Ulrich Blanché/Ricore Text
Uli M. Schüppel im Gespräch
"Von uns nach drüben"
Interview: Uli M. Schüppel über Berlin
Uli M. Schüppel ist in Berlin aufgewachsen. Nach der Wende zog er aus dem Stadtteil Kreuzberg nach Ostberlin. Der Filmemacher hat sich in seinen Werken immer wieder Menschen und Plätzen seiner Stadt genähert. In unserem Gespräch erzählt er von seiner neuen Dokumentation "Neubauten zu Elektrokohle - Von Wegen" und natürlich über Vergangenheit und Gegenwart der deutschen Hauptstadt.
erschienen am 28. 05. 2009
Neue Visionen
Neubauten zu Elektrokohle - Von Wegen
Ricore: Wie haben Sie die damaligen Konzertbesucher gefunden?

Uli M. Schüppel: Wir haben normal recherchiert, so wie man es für einen Dokumentarfilm macht. Wir haben in lokalen Zeitungen, hauptsächlich in Ostberliner Zeitungen inseriert. Radiostationen haben das Gesuch gesendet, wir haben unsere Nachricht im Internet verbreitet. Die Unterstützer der Neubauten sind sehr gut vernetzt, wir konnten uns dann letztlich raussuchen, wen wir einspannen.
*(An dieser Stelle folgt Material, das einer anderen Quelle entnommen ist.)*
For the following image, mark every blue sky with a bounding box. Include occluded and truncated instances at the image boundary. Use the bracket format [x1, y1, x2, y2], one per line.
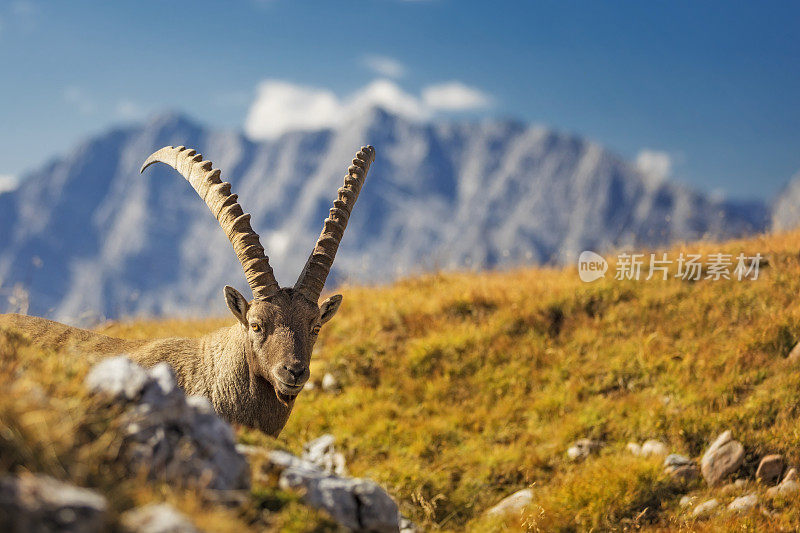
[1, 0, 798, 200]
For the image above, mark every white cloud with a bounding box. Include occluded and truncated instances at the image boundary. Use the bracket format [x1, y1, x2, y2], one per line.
[362, 55, 406, 78]
[115, 99, 146, 120]
[635, 149, 672, 181]
[422, 81, 492, 111]
[244, 81, 342, 140]
[0, 174, 18, 194]
[63, 86, 96, 115]
[245, 78, 492, 140]
[350, 79, 430, 120]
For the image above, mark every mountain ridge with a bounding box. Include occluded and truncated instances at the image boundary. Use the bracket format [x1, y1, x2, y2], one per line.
[0, 109, 772, 323]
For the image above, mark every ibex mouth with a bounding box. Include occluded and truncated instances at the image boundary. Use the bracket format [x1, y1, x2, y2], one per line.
[275, 388, 299, 406]
[274, 380, 303, 405]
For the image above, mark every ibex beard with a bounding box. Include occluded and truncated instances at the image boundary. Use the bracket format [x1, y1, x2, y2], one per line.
[0, 144, 376, 438]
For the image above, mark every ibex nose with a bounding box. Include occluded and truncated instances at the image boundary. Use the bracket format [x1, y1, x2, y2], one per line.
[283, 363, 308, 384]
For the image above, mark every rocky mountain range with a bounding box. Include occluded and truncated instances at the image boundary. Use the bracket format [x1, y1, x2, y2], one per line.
[0, 108, 777, 323]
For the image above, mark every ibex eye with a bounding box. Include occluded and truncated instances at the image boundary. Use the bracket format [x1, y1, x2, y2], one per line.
[251, 324, 261, 332]
[312, 325, 321, 335]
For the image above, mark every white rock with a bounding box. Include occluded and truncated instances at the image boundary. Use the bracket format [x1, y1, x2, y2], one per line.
[269, 450, 320, 474]
[641, 439, 669, 457]
[486, 489, 534, 517]
[664, 454, 692, 470]
[322, 373, 339, 391]
[701, 430, 745, 486]
[679, 495, 694, 508]
[766, 479, 799, 498]
[692, 498, 719, 518]
[399, 515, 419, 533]
[85, 355, 148, 401]
[184, 395, 214, 414]
[279, 469, 400, 532]
[147, 363, 177, 395]
[0, 474, 108, 533]
[567, 439, 602, 461]
[778, 480, 799, 495]
[85, 358, 250, 493]
[727, 493, 758, 512]
[121, 503, 198, 533]
[302, 434, 348, 476]
[304, 381, 316, 391]
[626, 442, 642, 456]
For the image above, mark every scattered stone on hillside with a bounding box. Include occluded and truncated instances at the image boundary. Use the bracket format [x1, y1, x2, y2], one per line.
[641, 439, 669, 457]
[727, 493, 758, 512]
[279, 473, 400, 532]
[302, 434, 348, 476]
[86, 354, 148, 401]
[235, 443, 267, 459]
[322, 373, 339, 392]
[720, 483, 740, 497]
[304, 380, 316, 391]
[567, 439, 602, 461]
[399, 515, 419, 533]
[669, 465, 699, 484]
[679, 495, 695, 508]
[121, 503, 199, 533]
[267, 440, 401, 533]
[692, 498, 719, 518]
[0, 474, 108, 533]
[766, 480, 799, 498]
[663, 453, 697, 483]
[755, 454, 784, 484]
[762, 508, 779, 519]
[700, 431, 744, 486]
[84, 357, 250, 496]
[664, 454, 692, 471]
[626, 442, 642, 456]
[486, 489, 534, 517]
[765, 468, 800, 498]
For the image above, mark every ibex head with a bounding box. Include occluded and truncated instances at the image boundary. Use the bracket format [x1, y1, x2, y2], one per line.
[141, 144, 375, 404]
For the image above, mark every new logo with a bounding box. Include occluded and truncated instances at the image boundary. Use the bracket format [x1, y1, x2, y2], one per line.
[578, 251, 607, 282]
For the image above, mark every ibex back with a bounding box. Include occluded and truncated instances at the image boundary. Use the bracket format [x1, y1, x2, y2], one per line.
[0, 144, 376, 437]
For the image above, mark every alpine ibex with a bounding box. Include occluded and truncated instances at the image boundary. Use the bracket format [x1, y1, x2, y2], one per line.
[0, 144, 376, 437]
Ricore: Was waren die Auswahlkriterien?

Schüppel: Schwer zu sagen. Die Person zunächst über eine gute Erinnerung verfügen, denn nicht jeder erinnert sich daran, was vor 20 Jahren geschah. Ein weiteres Kriterium war die Farbigkeit des Erzählens, wie sich jemand erinnert. Ich bin ein großer Freund von Psychogeografie, wie ich das nenne. Das ist eine emotionale Geografie, eine Landschaft gewissermaßen. Das emotionale Erinnern ist wichtiger, als das, was wirklich war. Dadurch bekommt es natürlich etwas Fiktives. Wenn beispielsweise eine Frau erzählt, wie kalt es war, und immer wiederholt, wie schrecklich sie die Kälte empfunden hat. Bei der Recherche kommt dann heraus, dass besagter Tag der wärmste Wintertag seit 150 Jahren war. Doch das ist für mich nicht wichtig. Mich interessiert das, was die Leute fühlen, was für sie die subjektive Wirklichkeit ist. Ich habe mir beispielsweise 20 Mal den Konzertsaal beschreiben lassen. Wenn ich das hintereinander schneiden könnte... Der war jedes Mal anders. Das finde ich schön, das ist das, was mich interessiert. Das Fiktive macht auch den Charme des Films aus. Es ist dadurch keine trockene Langzeitdokumentation von vor 20 Jahren. Ich sehe das als ein archaisches Konstrukt. Menschen gehen ihre Wege und erinnern sich dabei.
Neue Visionen
Szene aus "Neubauten zu Elektrokohle - Von Wegen"
Ricore: Sie sprechen von Wegen...

Schüppel: Ja, und das ist sehr spannend.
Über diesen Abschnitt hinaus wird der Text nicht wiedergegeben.